Abstract: FR-PO0455
Potential Benefits and Risks of Twice-Weekly Dialysis vs. Thrice-Weekly Dialysis: A Retrospective Cohort Study
Session Information
- Dialysis: Hemodiafiltration, Ultrafiltration, Profiling, and Interdialytic Symptoms
November 07, 2025 | Location: Exhibit Hall, Convention Center
Abstract Time: 10:00 AM - 12:00 PM
Category: Dialysis
- 801 Dialysis: Hemodialysis and Frequent Dialysis
Authors
- Rabago, Cathryne Denese Friala, Makati Medical Center, Makati, NCR, Philippines
- Ferrer, Filoteo, Makati Medical Center, Makati, NCR, Philippines
Background
Hemodialysis maintenance dose remains a topic of discussion. In this current study, we compared patients undergoing twice- and thrice-weekly hemodialysis in terms of clinical outcomes.
Methods
In this retrospective cohort study, we performed a posteriori, using information and data from chart review of HD patients in a tertiary private hospital. The study population were dichotomized as follows: twice- and thrice-weekly HD cohorts with a dialysis vintage of 1 year duration. Those who were shifted to a different cohort within less than a year were excluded.

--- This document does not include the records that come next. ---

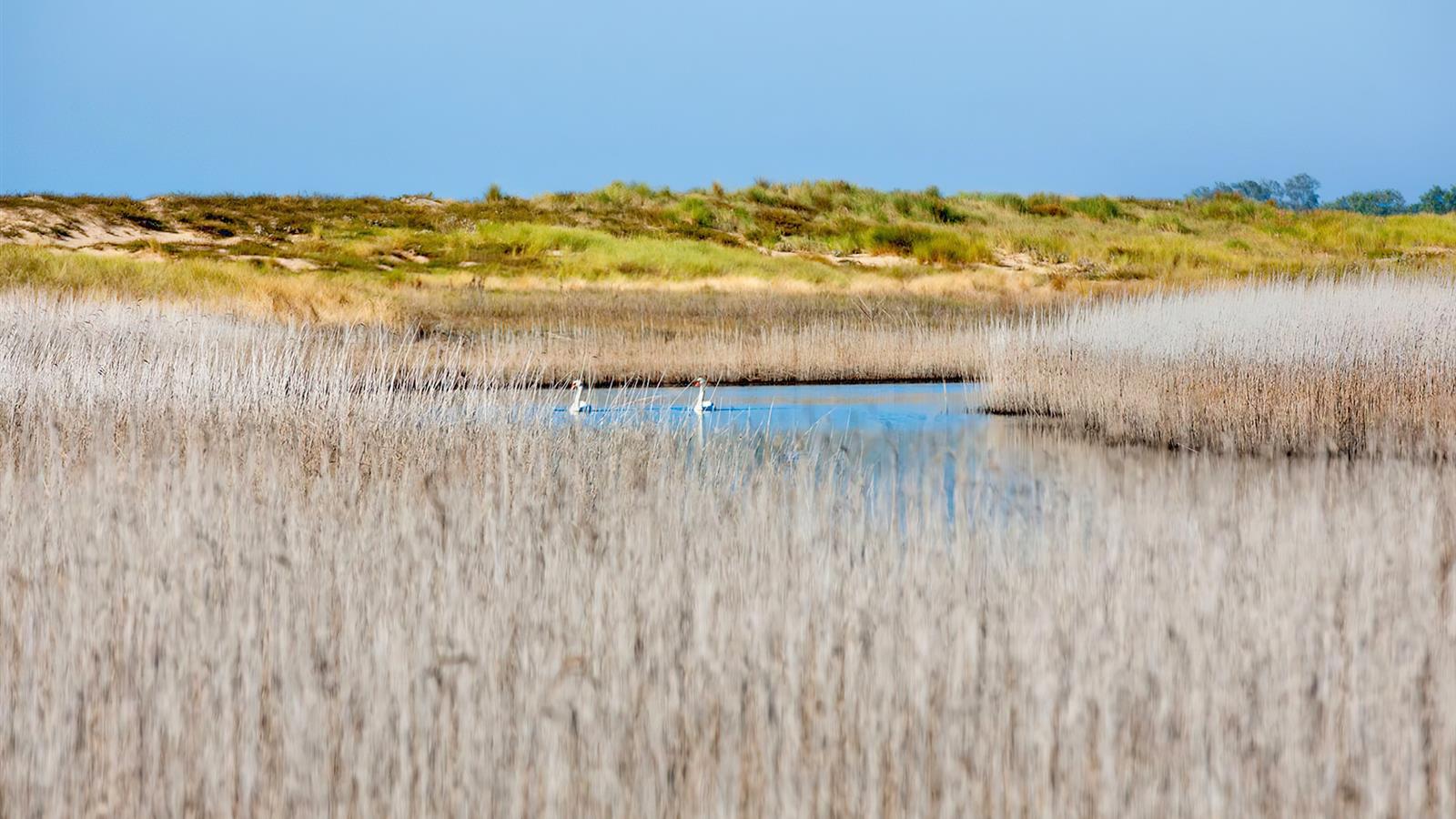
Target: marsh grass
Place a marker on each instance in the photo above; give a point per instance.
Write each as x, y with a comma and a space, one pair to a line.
244, 574
1356, 366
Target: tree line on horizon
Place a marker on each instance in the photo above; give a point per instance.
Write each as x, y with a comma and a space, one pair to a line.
1300, 191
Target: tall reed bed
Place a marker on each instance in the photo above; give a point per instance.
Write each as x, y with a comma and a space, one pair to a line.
242, 574
1358, 366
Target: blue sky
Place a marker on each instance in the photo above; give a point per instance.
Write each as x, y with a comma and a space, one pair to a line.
364, 96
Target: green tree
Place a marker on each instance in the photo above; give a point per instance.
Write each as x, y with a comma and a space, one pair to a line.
1439, 200
1372, 203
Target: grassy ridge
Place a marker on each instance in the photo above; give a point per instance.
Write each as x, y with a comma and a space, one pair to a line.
633, 232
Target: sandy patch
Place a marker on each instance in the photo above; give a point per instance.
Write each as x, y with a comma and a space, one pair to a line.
288, 263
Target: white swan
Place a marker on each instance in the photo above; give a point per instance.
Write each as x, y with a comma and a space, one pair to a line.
701, 405
577, 404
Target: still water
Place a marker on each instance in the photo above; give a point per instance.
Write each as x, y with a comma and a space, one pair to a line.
892, 411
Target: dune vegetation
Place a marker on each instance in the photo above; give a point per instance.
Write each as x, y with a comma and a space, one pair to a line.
820, 235
808, 281
1360, 366
242, 571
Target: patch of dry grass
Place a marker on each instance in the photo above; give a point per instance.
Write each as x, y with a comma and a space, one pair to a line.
1359, 366
239, 573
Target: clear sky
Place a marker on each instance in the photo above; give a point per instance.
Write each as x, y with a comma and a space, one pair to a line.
369, 96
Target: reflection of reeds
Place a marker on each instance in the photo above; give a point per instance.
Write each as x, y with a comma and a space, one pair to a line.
240, 574
1358, 366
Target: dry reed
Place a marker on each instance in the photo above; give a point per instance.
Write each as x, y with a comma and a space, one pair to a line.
244, 576
1356, 366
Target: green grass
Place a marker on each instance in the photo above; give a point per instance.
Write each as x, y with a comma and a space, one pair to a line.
637, 230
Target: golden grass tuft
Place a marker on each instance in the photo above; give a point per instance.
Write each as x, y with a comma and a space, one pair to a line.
1359, 366
242, 573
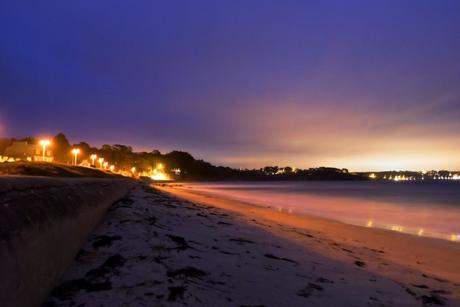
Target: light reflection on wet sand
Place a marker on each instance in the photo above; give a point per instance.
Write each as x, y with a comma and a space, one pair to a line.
407, 214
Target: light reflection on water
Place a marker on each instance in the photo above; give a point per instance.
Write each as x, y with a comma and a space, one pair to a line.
419, 208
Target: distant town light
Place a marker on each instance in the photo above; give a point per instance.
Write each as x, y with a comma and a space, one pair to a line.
93, 159
75, 152
44, 143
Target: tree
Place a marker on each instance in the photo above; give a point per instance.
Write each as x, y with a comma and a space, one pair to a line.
61, 148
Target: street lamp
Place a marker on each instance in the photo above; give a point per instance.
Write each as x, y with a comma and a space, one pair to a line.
75, 153
44, 143
93, 159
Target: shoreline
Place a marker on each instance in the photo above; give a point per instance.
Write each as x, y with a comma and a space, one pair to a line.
428, 256
158, 248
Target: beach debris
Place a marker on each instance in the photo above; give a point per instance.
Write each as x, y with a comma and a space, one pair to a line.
68, 289
109, 266
180, 241
187, 272
176, 293
241, 240
270, 256
309, 290
104, 241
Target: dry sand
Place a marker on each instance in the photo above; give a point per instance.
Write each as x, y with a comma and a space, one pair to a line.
154, 249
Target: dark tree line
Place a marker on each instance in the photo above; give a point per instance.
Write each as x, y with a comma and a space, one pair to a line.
123, 157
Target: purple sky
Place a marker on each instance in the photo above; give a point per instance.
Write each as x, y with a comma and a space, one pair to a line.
357, 84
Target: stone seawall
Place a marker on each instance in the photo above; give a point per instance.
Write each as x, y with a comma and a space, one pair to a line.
43, 224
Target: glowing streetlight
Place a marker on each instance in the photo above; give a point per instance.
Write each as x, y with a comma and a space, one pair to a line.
75, 152
93, 159
44, 143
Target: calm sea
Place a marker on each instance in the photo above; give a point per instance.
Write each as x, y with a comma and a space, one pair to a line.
419, 208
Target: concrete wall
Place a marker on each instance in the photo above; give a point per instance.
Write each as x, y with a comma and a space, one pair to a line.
43, 224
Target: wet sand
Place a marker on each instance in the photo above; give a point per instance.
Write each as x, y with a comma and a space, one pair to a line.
407, 259
170, 247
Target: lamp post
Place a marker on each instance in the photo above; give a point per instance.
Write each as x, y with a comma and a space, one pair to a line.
44, 143
75, 152
93, 159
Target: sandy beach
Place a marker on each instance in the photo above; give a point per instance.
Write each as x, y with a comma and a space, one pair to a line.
168, 246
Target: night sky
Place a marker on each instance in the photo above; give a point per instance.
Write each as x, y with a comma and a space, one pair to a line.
356, 84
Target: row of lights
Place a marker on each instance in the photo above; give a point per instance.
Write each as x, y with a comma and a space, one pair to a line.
158, 172
420, 231
76, 151
404, 178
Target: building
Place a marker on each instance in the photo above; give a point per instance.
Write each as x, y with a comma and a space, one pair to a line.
23, 151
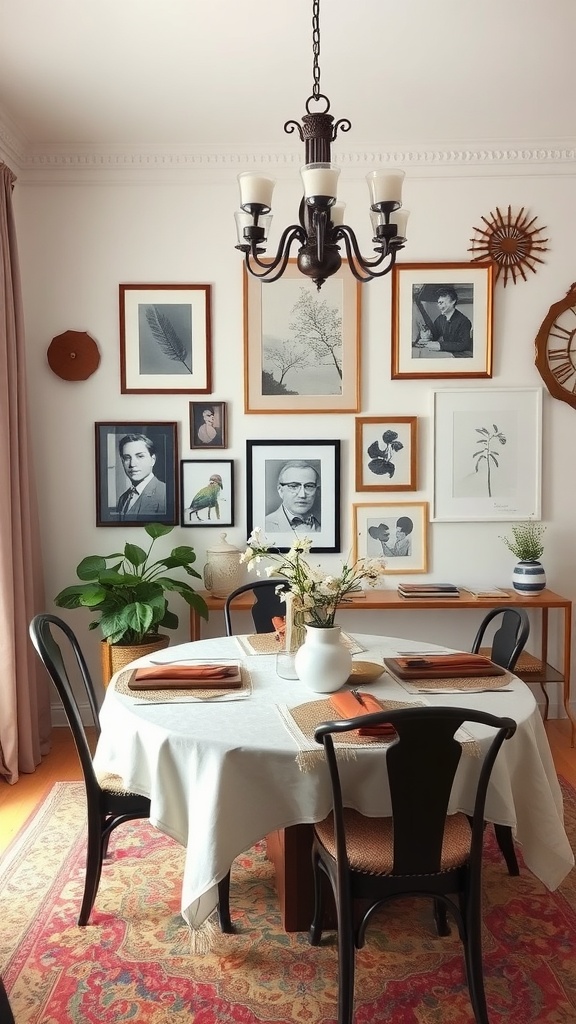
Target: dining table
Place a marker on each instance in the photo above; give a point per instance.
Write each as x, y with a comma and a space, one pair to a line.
222, 772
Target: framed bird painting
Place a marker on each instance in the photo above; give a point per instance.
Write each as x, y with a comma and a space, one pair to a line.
207, 493
165, 339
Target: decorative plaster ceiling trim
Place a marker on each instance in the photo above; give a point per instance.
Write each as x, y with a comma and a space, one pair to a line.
53, 161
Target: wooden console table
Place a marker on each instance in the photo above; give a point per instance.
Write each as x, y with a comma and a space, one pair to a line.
387, 600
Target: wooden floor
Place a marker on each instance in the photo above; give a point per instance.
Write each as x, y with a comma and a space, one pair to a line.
18, 802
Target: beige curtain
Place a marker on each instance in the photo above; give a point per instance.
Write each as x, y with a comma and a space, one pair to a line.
25, 706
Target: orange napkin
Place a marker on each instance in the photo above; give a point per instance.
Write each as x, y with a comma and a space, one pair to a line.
187, 677
347, 707
279, 624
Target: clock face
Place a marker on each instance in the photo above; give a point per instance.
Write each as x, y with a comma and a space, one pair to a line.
556, 349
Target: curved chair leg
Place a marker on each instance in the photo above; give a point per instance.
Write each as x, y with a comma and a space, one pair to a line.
505, 842
223, 906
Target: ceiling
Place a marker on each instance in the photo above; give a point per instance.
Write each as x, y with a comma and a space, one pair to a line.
76, 74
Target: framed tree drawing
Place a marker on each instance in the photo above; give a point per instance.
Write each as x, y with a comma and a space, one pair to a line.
135, 473
442, 321
165, 343
301, 347
385, 453
293, 491
207, 493
488, 454
396, 531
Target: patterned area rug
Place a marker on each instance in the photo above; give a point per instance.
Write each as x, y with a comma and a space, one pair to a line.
133, 962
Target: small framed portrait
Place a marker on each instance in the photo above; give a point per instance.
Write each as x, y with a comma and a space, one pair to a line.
395, 531
165, 342
385, 453
207, 424
442, 321
293, 491
206, 493
136, 473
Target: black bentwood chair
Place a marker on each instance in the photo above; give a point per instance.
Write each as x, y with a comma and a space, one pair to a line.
419, 851
507, 644
266, 604
108, 803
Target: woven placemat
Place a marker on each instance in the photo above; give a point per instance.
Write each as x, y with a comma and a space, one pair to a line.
122, 680
526, 662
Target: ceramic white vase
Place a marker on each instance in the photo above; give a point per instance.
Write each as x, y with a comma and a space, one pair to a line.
529, 578
323, 663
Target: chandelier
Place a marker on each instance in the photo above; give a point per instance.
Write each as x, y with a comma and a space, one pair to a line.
321, 228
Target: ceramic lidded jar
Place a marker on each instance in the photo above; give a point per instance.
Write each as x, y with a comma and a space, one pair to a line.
222, 571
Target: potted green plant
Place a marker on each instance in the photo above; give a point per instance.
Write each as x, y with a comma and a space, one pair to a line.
127, 591
526, 543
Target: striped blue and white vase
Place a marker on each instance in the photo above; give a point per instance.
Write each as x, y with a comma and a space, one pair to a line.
529, 578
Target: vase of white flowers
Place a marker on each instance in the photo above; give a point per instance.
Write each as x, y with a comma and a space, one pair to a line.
526, 543
323, 662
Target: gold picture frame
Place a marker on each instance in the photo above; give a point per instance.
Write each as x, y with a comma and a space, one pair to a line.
301, 347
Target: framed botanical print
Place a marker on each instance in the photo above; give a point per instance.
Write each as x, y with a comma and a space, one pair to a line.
135, 473
206, 493
396, 531
442, 321
488, 454
165, 343
293, 489
207, 424
301, 346
385, 453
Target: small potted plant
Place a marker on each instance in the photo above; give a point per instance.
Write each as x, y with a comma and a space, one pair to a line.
128, 594
526, 543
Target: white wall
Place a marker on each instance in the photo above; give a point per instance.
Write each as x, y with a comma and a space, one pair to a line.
79, 241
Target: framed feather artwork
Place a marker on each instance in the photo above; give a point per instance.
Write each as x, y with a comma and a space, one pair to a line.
165, 339
207, 493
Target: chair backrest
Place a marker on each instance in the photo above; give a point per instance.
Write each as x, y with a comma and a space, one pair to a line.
508, 640
42, 629
419, 767
266, 604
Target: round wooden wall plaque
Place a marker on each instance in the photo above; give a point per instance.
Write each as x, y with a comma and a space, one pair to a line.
74, 355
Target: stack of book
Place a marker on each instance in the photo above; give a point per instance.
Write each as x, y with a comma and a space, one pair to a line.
427, 590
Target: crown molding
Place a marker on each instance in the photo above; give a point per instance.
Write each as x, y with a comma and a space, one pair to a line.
88, 163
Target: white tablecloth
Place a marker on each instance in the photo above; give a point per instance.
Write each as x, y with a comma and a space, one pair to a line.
220, 776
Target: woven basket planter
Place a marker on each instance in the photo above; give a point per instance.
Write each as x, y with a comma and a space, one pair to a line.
116, 656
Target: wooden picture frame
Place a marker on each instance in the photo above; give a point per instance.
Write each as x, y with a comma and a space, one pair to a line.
314, 467
396, 531
165, 339
488, 455
442, 321
206, 493
301, 347
208, 425
385, 453
126, 456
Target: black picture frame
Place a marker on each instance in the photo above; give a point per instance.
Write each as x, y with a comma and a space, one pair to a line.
264, 462
217, 509
113, 482
198, 425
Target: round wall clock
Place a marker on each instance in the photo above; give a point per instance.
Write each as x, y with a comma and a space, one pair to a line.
556, 348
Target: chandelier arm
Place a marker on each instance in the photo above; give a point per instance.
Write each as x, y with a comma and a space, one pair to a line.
290, 235
356, 259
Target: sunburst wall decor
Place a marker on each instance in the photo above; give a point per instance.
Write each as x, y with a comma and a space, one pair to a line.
510, 242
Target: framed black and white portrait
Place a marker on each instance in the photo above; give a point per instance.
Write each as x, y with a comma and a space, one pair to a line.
207, 493
207, 425
293, 489
135, 473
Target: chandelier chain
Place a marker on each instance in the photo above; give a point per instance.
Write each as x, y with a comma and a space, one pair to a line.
316, 48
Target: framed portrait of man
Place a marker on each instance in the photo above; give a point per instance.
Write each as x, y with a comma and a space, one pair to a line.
136, 480
293, 491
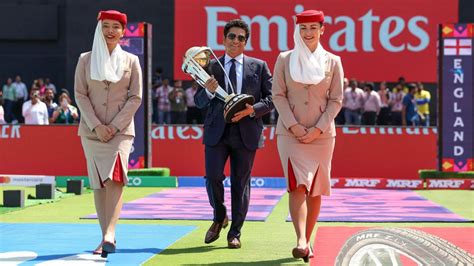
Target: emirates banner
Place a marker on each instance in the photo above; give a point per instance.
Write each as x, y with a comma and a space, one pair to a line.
457, 86
360, 152
367, 34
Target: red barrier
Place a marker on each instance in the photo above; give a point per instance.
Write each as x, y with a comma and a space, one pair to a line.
360, 152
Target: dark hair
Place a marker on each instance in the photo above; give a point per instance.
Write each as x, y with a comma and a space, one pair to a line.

The primary outcomes are all-cause mortality and hospitalization rates within 36 months. On the other hand, the secondary outcome are adverse events.
Results
A total of 212 HD patients with a dialysis vintage of 1 year were included in the study of which 124 (58.49%) underwent twice weekly HD while 88 (41.51%) underwent thrice weekly HD. At baseline, demographic and clinical characteristics were similar across cohorts (p>0.05). Cohorts did not vary significantly in terms of 36-month all-cause mortality rate (63.46% vs 36.54%; p= 0.402) and mean number of times hospitalized (2.05±1.91 vs 1.91±1.74; p=0.588). All-cause mortality was not significantly associated with dialysis frequency both in the simple logistic regression analysis (crude OR: 1.32 [95% CI: 0.69 - 2.51) and multiple logistic regression analysis (adjusted OR: 1.13 [95% CI: 0.57 - 2.23]; p=0.734). Moreover, dialysis frequency was not a predictor of all-cause hospitalization both in the in both simple linear regression (β: 0.14 [95% CI -0.37 - 0.65]; p=0.588) and multiple linear regression (β: 0.04 [95% CI: -0.46 - 0.54]; p=0.875). Finally, dialysis frequency was not significantly associated with hyperkalemia (p=0.785); fluid overload (p=0.250); uremia (p=0.398); infection (p=0.63); and access problems (p=0.956).
Conclusion
Patients on twice-weekly HD had similar survival, hospitalization rate, and adverse outcomes at 36 months as patients on thrice-weekly HD.